• Welcome to TechPowerUp Forums, Guest! Please check out our forum guidelines for info related to our community.

NVIDIA Reportedly Having Issues with Samsung's HBM3 Chips Running Too Hot

TheLostSwede

News Editor
Joined
Nov 11, 2004
Messages
18,934 (2.51/day)
Location
Sweden
System Name Overlord Mk MLI
Processor AMD Ryzen 7 7800X3D
Motherboard Gigabyte X670E Aorus Master
Cooling Noctua NH-D15 SE with offsets
Memory 32GB Team T-Create Expert DDR5 6000 MHz @ CL30-34-34-68
Video Card(s) Gainward GeForce RTX 4080 Phantom GS
Storage 1TB Solidigm P44 Pro, 2 TB Corsair MP600 Pro, 2TB Kingston KC3000
Display(s) Acer XV272K LVbmiipruzx 4K@160Hz
Case Fractal Design Torrent Compact
Audio Device(s) Corsair Virtuoso SE
Power Supply be quiet! Pure Power 12 M 850 W
Mouse Logitech G502 Lightspeed
Keyboard Corsair K70 Max
Software Windows 10 Pro
Benchmark Scores https://valid.x86.fr/yfsd9w
According to Reuters, NVIDIA is having some major issues with Samsung's HBM3 chips, as NVIDIA hasn't managed to finalise its validations of the chips. Reuters are citing multiple sources that are familiar with the matter and it seems like Samsung is having some serious issues with its HMB3 chips if the sources are correct. Not only do the chips run hot, which itself is a big issue due to NVIDIA already having issues cooling some of its higher-end products, but the power consumption is apparently not where it should be either. Samsung is said to have tried to get its HBM3 and HBM3E parts validated by NVIDIA since sometime in 2023 according to Reuter's sources, which suggests that there have been issues for at least six months, if not longer.

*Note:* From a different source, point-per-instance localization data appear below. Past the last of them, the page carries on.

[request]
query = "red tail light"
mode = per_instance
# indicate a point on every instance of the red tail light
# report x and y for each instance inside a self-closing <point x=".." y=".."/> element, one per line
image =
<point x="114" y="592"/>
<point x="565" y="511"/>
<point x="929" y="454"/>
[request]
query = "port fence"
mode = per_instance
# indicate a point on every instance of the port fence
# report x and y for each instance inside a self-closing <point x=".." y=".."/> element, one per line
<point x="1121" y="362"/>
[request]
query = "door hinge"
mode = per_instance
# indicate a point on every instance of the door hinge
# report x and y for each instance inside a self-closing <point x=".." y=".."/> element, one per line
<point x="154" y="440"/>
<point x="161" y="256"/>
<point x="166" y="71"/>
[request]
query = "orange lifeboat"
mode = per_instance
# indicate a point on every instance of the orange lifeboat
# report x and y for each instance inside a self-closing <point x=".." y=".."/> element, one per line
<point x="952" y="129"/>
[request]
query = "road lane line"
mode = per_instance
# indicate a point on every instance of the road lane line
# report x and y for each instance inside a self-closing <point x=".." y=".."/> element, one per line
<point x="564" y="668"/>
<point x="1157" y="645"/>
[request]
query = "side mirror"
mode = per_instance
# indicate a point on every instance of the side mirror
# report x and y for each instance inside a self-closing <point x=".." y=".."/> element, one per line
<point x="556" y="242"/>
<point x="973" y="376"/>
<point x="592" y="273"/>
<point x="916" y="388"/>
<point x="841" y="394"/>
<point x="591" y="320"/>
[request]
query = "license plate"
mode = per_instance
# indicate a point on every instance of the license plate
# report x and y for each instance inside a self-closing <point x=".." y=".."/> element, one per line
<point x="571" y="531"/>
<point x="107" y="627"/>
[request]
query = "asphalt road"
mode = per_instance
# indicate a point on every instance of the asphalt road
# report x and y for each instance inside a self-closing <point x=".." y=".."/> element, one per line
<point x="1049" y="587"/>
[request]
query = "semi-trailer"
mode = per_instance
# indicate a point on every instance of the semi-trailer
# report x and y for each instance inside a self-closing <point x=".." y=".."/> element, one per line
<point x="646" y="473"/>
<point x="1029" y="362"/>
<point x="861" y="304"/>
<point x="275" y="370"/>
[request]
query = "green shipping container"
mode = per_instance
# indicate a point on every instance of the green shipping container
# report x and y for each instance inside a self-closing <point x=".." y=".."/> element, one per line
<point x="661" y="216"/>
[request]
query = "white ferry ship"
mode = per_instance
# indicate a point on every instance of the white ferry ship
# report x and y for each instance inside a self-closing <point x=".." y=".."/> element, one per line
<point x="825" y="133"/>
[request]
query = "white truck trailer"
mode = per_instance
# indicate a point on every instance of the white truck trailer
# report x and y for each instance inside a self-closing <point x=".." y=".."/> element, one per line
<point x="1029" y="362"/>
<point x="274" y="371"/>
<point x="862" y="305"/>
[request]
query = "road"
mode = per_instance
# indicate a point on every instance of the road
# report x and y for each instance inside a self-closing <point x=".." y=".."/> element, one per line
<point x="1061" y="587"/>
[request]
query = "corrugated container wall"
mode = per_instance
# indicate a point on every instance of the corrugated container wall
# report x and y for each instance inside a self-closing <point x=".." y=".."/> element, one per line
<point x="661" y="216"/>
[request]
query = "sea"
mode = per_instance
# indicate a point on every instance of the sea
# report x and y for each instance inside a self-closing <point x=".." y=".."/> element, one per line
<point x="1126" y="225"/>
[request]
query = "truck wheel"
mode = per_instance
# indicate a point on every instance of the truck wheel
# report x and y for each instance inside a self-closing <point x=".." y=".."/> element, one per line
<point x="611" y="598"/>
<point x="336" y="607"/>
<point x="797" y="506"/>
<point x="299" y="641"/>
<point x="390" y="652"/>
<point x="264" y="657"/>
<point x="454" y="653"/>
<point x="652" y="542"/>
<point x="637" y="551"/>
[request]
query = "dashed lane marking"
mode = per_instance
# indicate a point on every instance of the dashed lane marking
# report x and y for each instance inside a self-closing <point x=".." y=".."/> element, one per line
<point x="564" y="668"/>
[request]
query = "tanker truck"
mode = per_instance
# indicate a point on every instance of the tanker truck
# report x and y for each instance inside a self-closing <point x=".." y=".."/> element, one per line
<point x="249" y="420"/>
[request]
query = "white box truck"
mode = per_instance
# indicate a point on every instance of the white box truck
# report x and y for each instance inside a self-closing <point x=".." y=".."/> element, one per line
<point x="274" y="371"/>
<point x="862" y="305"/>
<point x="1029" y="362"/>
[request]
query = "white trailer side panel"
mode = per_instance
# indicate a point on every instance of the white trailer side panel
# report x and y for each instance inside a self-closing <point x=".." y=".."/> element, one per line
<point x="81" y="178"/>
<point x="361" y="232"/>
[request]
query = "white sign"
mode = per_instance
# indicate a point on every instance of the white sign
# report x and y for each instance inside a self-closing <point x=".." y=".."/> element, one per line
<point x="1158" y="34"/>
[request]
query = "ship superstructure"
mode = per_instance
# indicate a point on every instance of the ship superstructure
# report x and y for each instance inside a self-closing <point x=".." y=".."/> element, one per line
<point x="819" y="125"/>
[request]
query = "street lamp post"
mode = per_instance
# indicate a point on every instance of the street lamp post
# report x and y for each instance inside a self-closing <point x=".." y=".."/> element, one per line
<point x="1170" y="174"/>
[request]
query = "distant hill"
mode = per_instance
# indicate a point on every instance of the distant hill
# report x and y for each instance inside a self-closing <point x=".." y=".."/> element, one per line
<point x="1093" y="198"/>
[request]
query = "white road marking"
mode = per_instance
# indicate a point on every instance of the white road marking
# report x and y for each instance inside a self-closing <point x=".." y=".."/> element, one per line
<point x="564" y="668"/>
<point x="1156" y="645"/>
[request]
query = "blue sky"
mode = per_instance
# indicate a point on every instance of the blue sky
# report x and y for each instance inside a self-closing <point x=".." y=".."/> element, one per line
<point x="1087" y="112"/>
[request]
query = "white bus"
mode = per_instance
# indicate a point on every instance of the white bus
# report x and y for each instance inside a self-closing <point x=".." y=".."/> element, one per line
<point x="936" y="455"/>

The sources claim there are issues with both the 8- and 12-layer stacks of HMB3E parts from Samsung, suggesting that NVIDIA might only be able to supply parts from Micron and SK Hynix for now, the latter whom has been supplying HBM3 chips to NVIDIA since the middle of 2022 and HBM3E chips since March of this year. It's unclear if this is a production issue at Samsung's DRAM Fabs, a packaging related issue or something else entirely. The Reuter's piece goes on to speculating about Samsung not having had enough time to develop its HBM parts compared its competitors and that it's a rushed product, but Samsung issued a statement to the publication that it's a matter of customising the product for its customer's needs. Samsung also said that it's "the process of optimising its products through close collaboration with customers" without going into which customer(s). Samsung issued a further statement saying that "claims of failing due to heat and power consumption are not true" and that testing was going as expected.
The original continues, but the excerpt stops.